Para voltar à corrida, ele precisaria necessariamente da ajuda dos fiscais de pista para “dar um empurrãozinho” no carro. No entanto, o regulamento da Fórmula 1 prevê que em caso de um incidente o piloto precisa voltar para a corrida sem ajuda externa, ou seja, ninguém pode tocar no carro para trazê-lo de volta à disputa. Hulkenberg foi ajudado de forma externa e acionou a ‘bandeira preta’ – não utilizada num GP desde 2007 no Canadá -, que o desclassificou da disputa.

No caso do piloto alemão, os fiscais de pista fizeram justamente o que não era permitido pelo regulamento, empurraram o carro, e o levaram de volta para o GP. Porém, no calor do momento, Hulkenberg não se deu conta de que estaria desclassificado, pelo contrário, ele viu os fiscais o incentivando para voltar à prova e empurrando o seu carro de volta à pista. Contagiado pela “euforia” deles, Nico também declarou que só foi lidar com as consequências depois, quando caiu em si.

Eles [os fiscais de pista] vieram, me empurraram e realmente estavam muito felizes com eles mesmos. Eles chegaram ‘festejando’ e me empurrando e dizendo: ‘vamos lá, essa corrida não acabou’. Naquele momento, eu não pensei [sobre a desqualificação], eu nem liguei para ser sincero, apenas continuei e lidei com as consequências depois.”

Em reta final de contrato com a Haas, Nico Hulkenberg vai correr na temporada seguinte da Fórmula 1 pela Sauber, tendo como companheiro de equipe o brasileiro Gabriel Bortoleto.
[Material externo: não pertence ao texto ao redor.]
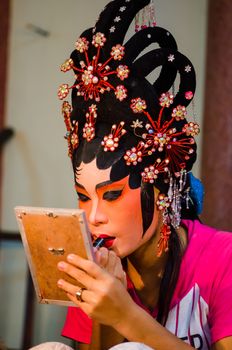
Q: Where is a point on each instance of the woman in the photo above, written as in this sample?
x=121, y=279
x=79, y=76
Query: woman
x=162, y=278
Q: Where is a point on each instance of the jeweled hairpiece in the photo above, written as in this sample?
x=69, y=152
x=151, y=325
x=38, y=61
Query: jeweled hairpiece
x=92, y=76
x=136, y=127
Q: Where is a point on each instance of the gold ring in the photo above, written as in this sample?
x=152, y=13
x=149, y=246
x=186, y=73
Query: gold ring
x=79, y=294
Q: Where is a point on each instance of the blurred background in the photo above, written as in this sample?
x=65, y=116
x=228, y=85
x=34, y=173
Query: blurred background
x=35, y=38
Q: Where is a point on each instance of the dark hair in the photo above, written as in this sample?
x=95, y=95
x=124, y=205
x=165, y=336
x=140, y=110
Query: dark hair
x=175, y=252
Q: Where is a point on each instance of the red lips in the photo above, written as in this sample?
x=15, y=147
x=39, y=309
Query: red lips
x=107, y=241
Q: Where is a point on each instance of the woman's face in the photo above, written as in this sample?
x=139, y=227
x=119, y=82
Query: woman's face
x=112, y=209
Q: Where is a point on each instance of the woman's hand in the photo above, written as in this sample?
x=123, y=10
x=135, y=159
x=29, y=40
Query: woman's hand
x=112, y=263
x=105, y=298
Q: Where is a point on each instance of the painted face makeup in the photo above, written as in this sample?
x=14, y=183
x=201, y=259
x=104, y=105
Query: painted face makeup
x=113, y=210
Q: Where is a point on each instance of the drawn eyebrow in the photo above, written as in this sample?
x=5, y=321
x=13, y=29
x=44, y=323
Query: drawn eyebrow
x=79, y=185
x=103, y=184
x=100, y=185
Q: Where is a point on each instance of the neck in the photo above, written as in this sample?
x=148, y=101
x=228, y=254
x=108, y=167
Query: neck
x=146, y=270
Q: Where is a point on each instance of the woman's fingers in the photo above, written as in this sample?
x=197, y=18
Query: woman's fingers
x=85, y=277
x=112, y=263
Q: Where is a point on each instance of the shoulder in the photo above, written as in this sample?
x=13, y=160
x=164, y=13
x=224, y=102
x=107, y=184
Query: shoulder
x=205, y=238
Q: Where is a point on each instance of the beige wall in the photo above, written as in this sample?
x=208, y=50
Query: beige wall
x=37, y=170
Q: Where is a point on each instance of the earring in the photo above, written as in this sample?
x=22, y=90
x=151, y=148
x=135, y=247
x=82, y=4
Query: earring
x=163, y=204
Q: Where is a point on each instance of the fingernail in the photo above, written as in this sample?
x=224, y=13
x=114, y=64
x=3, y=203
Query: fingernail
x=60, y=283
x=70, y=257
x=61, y=265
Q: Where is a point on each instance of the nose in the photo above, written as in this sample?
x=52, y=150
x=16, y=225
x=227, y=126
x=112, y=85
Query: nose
x=97, y=216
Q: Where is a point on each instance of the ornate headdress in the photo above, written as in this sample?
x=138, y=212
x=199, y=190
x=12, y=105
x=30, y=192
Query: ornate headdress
x=139, y=128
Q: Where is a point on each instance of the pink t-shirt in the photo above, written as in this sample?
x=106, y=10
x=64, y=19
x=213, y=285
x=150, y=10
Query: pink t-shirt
x=201, y=307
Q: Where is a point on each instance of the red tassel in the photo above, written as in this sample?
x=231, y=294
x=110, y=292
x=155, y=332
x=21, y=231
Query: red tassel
x=163, y=241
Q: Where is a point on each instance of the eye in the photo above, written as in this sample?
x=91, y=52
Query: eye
x=82, y=197
x=112, y=195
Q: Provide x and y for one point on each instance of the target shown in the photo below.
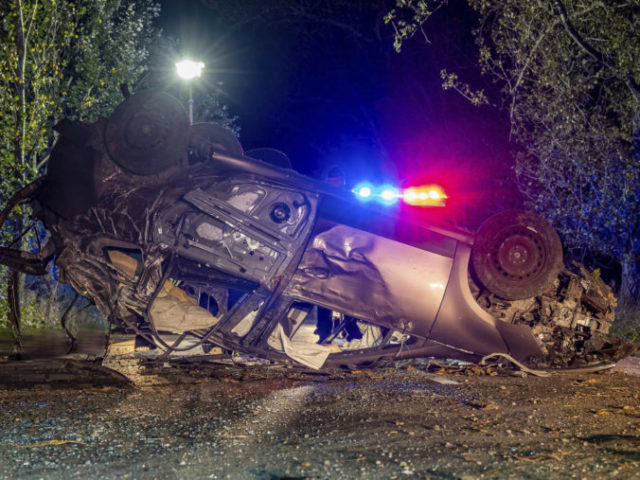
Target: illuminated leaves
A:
(66, 58)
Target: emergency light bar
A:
(422, 196)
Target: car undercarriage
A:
(179, 237)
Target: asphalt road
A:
(278, 423)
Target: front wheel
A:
(516, 254)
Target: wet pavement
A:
(278, 423)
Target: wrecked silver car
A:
(179, 237)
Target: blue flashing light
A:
(364, 191)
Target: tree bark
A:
(13, 296)
(629, 295)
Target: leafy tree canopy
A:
(63, 58)
(570, 74)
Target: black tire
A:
(147, 133)
(516, 254)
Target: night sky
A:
(326, 98)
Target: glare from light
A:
(188, 69)
(425, 196)
(364, 192)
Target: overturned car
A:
(179, 237)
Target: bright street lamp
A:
(188, 70)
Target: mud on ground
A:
(277, 423)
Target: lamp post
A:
(188, 70)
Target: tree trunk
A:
(13, 296)
(629, 295)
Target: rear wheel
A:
(147, 133)
(516, 254)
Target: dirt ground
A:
(281, 423)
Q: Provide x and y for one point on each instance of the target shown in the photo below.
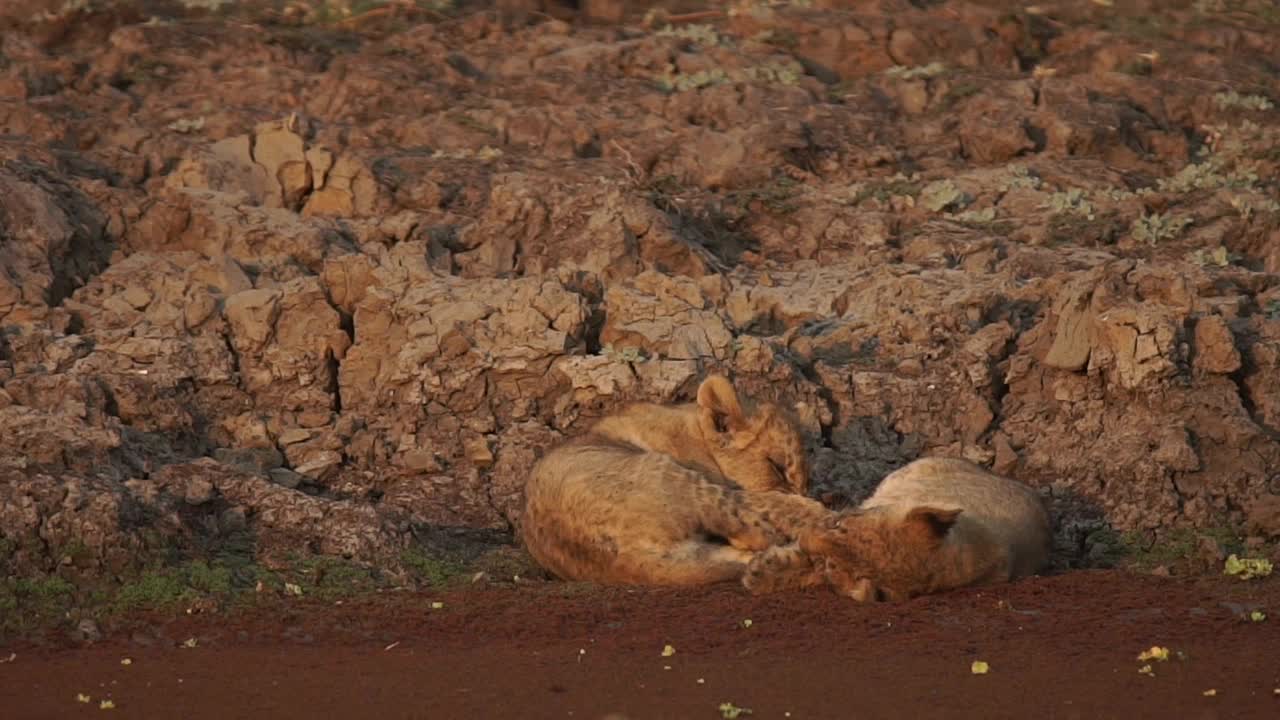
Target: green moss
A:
(1146, 551)
(154, 589)
(430, 569)
(32, 601)
(333, 578)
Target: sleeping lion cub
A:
(757, 446)
(931, 525)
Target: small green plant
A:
(696, 33)
(1247, 568)
(940, 195)
(1233, 100)
(629, 355)
(682, 82)
(433, 570)
(903, 72)
(776, 73)
(977, 217)
(1155, 228)
(883, 191)
(1220, 256)
(1020, 178)
(1073, 201)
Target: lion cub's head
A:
(759, 446)
(883, 552)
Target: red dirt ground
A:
(1057, 647)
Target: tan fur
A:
(932, 525)
(612, 513)
(757, 447)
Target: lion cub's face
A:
(877, 554)
(760, 450)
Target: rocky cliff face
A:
(328, 283)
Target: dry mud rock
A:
(333, 283)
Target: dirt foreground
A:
(1056, 647)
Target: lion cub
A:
(932, 525)
(611, 513)
(670, 495)
(755, 446)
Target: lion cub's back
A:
(1011, 511)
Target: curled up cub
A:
(670, 496)
(932, 525)
(754, 445)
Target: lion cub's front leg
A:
(784, 566)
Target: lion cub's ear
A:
(931, 524)
(720, 404)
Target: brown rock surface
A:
(332, 283)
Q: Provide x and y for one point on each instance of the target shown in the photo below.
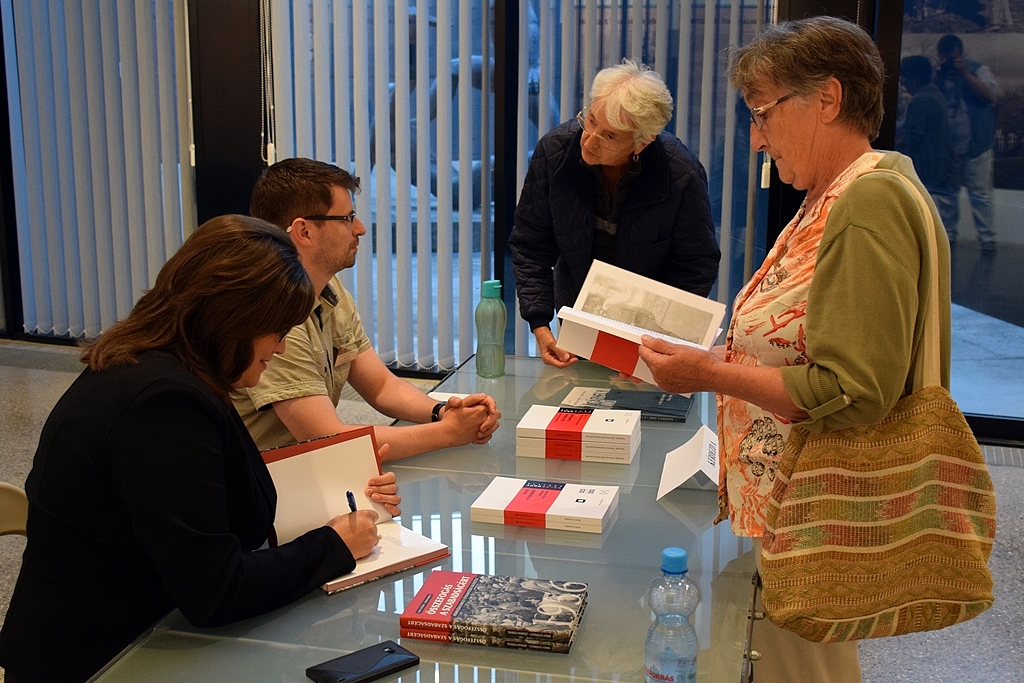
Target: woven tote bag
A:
(883, 529)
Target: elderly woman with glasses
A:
(610, 185)
(826, 331)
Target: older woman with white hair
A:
(611, 185)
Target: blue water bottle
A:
(671, 650)
(491, 317)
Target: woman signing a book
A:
(146, 492)
(825, 332)
(610, 184)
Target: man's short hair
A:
(635, 99)
(295, 187)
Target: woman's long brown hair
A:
(233, 280)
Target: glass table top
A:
(437, 491)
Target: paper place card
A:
(693, 465)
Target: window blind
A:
(99, 124)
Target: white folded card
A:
(693, 465)
(554, 505)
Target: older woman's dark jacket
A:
(146, 493)
(665, 227)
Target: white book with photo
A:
(615, 307)
(313, 479)
(554, 505)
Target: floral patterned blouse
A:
(767, 329)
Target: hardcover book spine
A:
(425, 634)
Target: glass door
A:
(962, 119)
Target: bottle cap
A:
(674, 560)
(492, 289)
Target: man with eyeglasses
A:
(297, 395)
(610, 185)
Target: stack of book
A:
(616, 307)
(498, 611)
(579, 433)
(554, 505)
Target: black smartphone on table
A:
(364, 666)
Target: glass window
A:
(962, 120)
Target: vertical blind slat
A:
(148, 119)
(445, 324)
(118, 198)
(662, 38)
(726, 240)
(303, 80)
(638, 27)
(522, 145)
(96, 287)
(73, 144)
(185, 174)
(402, 195)
(683, 76)
(360, 98)
(322, 81)
(590, 33)
(131, 141)
(424, 238)
(566, 99)
(17, 153)
(95, 216)
(486, 255)
(613, 43)
(98, 168)
(168, 129)
(544, 112)
(707, 86)
(284, 78)
(29, 18)
(342, 85)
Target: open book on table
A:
(312, 480)
(616, 307)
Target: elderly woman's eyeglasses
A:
(758, 113)
(606, 140)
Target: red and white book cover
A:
(554, 505)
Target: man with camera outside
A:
(970, 89)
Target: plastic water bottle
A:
(671, 651)
(491, 317)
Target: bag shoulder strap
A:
(928, 369)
No GP de São Paulo, a desqualificação do alemão não foi o único fato do dia. Poucas voltas depois da bandeira preta, que acionou o “safety car virtual”, foi a vez da bandeira vermelha ser acionada, com o safety car posto na pista em decorrência da chuva e do acidente que envolveu o argentino Franco Colapinto.